Welcome to your 40’s. Now you get excited about finding your car in a parking lot.
As a Californian, the most frightening thing about the movie Psycho, is the thought of leaving the shower water running for that long.
DOCTOR: What’s the matter?
ME: I don’t know. Sometimes I feel like I’m a bad husband.
DOCTOR: I meant with your wife.
ME: Oh her water broke or something.
Her: You spent our entire life savings on dogs
Me: They’re golden retrievers, Karen. They retrieve gold. I did it for us
Me: I won’t be needing you to help me work through my problems anymore.
Therapist: why’s that?
Me: I got a dog.
[meeting aboard the ISS space station]
Capt: all personnel are-David sit down please
Me trying to open a window cos it’s stuffy: in a minute
Just thinking about the time when my then 5y/o son wanted to be Indiana Jones for Halloween. He never saw the movie, but thought it’d be cool to have a whip so he could “whip all the annoying people” and I thought it was funny until he told me that I was one of them.
hot air balloon pilot: we’re gonna crash
me: oh no
hot air balloon pilot:
me:
hot air balloon pilot:
me:
hot air balloon pilot: aaany minute
Me: How dare you accuse me of being drunk last night !?
Wife: You were laughing all night at the TV – that wasn’t even turned on!
i dont really try to ‘make’ ‘friends’ on twitter im more like a wild deer and if you interact with me enough i may become accustomed to your scent enough to eat a carrot out of your hand
ME: [walking down the street clearly counting with my fingers]
WIFE: you could just-
ME: I’m not paying for another Fitbit, Jenn
Wanna know what it’s like to have kids? Picture one of those automatic ball-pitching machines, but instead of balls, it’s questions. And it never shuts off.
The real reason Batman only comes out at night is because he’d get disastrous tanlines wearing that mask during the day.
My son has a hard time waking up in the morning so he downloaded an obnoxious sounding alarm on his phone to ensure he wouldn’t oversleep.
So far the only people awake from it this morning are me, my husband & our neighbors.
Clicking the tongs twice before tossing my work laptop on the grill.
{Packing for trip}
ME: I always thought they were called “soupcases”.

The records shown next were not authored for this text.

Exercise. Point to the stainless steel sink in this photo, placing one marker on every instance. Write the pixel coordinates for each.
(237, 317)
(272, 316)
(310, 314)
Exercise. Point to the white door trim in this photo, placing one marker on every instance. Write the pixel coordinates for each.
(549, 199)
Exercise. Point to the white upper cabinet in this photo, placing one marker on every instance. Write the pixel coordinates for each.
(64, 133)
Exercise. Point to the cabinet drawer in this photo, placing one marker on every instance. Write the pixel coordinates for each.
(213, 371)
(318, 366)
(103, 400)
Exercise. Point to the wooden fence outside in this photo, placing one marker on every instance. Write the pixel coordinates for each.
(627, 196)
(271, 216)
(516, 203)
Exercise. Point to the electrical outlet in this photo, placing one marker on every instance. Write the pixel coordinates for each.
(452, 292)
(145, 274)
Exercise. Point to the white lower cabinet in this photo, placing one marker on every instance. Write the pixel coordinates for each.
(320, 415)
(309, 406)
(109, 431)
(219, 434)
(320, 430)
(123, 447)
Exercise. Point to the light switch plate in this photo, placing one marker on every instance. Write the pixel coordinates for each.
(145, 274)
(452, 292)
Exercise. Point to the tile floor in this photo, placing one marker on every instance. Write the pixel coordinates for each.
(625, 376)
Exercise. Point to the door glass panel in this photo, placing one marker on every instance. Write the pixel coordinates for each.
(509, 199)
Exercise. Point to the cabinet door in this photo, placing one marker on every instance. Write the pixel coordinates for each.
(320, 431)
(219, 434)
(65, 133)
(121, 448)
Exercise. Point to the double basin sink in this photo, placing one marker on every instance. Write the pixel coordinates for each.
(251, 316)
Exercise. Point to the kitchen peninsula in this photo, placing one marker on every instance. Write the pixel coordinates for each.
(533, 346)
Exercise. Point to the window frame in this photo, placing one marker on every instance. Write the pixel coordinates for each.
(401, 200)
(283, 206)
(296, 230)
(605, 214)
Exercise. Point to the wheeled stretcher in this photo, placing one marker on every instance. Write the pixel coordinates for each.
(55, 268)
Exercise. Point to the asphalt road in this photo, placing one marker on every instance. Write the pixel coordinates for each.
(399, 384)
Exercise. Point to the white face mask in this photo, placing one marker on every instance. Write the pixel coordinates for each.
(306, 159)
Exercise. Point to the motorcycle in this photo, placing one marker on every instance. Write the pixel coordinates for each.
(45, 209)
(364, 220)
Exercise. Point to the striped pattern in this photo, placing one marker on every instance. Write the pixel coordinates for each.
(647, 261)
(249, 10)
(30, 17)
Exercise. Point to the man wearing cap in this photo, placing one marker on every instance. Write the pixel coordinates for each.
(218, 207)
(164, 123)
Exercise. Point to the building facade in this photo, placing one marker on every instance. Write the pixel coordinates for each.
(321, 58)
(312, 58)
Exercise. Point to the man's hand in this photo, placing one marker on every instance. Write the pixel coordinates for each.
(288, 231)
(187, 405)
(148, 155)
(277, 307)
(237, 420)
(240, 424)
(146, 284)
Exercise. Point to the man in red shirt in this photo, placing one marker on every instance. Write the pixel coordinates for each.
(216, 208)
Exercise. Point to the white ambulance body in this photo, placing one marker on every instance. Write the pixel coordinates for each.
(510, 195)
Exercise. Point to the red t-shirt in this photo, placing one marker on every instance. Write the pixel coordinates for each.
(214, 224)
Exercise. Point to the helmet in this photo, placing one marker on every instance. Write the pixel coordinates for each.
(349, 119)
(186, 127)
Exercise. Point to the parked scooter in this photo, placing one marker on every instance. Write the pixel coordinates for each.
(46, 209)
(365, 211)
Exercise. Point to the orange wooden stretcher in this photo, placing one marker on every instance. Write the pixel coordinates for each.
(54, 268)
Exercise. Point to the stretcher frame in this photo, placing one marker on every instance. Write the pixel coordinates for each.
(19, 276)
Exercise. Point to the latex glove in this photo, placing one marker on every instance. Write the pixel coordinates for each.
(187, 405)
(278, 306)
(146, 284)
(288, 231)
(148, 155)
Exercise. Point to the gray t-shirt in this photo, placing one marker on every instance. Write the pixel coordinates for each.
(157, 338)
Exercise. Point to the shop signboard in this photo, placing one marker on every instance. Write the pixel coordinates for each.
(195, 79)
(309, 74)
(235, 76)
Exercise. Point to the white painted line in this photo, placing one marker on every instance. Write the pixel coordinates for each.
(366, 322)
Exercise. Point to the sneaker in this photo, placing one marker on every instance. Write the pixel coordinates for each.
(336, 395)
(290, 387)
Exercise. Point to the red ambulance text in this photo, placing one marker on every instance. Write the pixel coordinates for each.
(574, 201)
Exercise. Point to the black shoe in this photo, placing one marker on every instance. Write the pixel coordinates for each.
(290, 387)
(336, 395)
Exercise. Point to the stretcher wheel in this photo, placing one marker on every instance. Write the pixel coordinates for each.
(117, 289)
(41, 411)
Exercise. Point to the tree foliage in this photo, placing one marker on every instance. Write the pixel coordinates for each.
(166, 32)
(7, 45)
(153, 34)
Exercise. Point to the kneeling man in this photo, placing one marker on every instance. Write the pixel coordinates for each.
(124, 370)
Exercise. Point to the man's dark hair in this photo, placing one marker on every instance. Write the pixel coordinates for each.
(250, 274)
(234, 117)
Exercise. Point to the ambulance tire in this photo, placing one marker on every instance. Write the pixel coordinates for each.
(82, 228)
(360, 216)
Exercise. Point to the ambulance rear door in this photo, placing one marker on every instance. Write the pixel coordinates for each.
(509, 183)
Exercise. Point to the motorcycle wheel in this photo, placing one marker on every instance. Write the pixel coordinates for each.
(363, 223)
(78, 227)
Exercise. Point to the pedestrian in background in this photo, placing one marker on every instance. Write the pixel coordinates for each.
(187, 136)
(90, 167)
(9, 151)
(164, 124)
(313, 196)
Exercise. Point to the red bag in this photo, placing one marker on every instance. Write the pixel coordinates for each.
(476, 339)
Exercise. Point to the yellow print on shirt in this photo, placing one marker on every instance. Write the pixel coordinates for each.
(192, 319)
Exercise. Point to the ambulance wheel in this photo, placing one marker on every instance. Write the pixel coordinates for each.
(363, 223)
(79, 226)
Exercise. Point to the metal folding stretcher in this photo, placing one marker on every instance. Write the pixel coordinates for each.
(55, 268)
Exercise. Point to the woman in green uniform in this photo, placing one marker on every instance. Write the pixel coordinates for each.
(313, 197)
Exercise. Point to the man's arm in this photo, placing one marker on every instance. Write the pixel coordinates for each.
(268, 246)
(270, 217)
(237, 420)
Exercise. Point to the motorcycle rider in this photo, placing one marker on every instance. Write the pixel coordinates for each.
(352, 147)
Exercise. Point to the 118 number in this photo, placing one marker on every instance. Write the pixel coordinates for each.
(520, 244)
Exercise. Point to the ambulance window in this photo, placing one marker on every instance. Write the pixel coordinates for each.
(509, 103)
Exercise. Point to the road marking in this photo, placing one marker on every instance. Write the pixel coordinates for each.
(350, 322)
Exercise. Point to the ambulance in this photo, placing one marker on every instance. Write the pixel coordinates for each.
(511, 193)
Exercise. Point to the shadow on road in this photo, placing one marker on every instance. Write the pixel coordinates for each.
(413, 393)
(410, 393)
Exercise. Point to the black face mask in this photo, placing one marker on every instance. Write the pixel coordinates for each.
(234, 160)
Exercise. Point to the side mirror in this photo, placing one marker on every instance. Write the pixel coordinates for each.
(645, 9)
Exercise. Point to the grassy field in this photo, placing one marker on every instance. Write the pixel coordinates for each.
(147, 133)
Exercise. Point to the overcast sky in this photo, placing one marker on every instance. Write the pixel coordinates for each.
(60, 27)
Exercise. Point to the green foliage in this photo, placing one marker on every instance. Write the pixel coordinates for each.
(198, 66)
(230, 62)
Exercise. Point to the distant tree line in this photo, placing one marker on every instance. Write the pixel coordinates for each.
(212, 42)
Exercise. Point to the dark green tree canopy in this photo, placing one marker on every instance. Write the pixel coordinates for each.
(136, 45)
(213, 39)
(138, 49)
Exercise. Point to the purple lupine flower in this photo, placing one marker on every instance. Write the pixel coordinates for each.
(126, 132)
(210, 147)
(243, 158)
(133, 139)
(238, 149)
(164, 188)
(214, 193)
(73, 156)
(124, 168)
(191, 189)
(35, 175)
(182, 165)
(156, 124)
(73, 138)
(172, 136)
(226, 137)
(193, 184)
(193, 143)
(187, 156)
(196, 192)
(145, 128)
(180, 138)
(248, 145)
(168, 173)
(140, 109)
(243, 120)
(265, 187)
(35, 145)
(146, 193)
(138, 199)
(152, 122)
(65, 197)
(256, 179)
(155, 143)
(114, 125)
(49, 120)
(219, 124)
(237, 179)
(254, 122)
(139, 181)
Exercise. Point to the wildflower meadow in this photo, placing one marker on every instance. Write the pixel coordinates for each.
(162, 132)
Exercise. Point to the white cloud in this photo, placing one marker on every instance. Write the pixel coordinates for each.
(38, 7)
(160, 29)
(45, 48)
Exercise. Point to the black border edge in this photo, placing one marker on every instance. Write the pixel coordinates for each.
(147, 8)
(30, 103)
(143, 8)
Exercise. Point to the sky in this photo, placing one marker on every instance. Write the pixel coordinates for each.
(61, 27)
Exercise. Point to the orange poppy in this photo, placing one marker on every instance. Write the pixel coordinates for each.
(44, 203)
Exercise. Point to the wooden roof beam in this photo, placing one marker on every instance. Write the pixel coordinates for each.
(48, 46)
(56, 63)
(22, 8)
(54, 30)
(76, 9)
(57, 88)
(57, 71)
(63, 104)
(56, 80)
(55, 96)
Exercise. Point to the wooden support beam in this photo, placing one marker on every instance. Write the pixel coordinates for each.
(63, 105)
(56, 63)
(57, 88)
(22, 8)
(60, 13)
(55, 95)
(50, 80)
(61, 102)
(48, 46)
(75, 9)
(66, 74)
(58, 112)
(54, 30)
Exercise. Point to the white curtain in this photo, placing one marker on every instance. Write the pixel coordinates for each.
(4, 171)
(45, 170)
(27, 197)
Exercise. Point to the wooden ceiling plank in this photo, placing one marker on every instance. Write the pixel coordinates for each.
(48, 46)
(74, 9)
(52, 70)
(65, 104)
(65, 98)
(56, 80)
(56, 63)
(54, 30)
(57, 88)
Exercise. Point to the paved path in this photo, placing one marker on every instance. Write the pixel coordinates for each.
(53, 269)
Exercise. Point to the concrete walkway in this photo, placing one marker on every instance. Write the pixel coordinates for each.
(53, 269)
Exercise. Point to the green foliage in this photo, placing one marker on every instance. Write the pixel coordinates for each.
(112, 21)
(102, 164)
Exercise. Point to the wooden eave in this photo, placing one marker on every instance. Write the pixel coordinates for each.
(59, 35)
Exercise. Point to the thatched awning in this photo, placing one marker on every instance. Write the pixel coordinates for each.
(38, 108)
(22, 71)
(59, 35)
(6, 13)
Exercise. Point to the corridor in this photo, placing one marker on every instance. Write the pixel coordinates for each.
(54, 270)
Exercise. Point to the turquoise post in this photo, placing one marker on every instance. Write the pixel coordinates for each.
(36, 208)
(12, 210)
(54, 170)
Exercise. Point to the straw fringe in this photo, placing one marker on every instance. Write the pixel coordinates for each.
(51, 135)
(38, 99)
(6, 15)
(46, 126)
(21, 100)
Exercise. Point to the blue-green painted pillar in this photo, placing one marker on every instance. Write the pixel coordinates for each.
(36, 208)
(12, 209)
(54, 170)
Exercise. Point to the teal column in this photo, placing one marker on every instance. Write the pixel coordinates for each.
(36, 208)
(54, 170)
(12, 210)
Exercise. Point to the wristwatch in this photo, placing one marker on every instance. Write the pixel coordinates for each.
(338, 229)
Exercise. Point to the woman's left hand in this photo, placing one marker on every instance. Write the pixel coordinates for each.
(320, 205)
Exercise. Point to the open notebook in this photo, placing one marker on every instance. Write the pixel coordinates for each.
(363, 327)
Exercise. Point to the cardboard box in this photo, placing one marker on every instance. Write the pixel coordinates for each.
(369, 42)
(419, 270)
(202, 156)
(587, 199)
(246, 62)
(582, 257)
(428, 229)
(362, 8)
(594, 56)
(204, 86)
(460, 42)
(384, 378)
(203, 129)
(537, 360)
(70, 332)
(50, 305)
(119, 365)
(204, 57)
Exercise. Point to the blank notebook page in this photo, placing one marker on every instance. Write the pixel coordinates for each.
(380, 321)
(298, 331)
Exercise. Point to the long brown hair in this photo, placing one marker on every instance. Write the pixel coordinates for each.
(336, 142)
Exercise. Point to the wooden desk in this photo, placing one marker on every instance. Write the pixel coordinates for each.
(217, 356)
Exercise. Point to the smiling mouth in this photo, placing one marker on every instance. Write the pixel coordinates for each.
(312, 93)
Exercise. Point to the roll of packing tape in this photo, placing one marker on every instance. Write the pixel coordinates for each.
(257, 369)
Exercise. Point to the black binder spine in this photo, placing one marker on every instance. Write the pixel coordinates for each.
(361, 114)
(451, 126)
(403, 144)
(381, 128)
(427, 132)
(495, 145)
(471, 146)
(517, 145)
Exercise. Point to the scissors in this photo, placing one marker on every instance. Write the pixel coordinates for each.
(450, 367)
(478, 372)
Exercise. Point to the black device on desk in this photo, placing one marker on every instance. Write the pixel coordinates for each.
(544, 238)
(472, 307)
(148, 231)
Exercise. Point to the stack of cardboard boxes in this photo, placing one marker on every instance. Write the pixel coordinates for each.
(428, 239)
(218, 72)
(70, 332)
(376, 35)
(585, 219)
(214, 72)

HER: Why would they be called soupcases?
ME: Well why would they be called suitcases?
HER: Because they’re for your suits.
ME:
HER:
ME: Okay I need to repack.
Caveman Summer
Dad: Go. Play. Outside.
8: But I want to draw on walls
D: GO!
8: Fine!
*he goes
Mom: Why don’t you go with him?
D: Dinosaurs
You should ask her if she gained weight. That way she knows you’re paying attention to her.
Last-second gift idea. Bring a tag and put it on any present already under the tree. Call other person a liar. Be willing to fight him/her.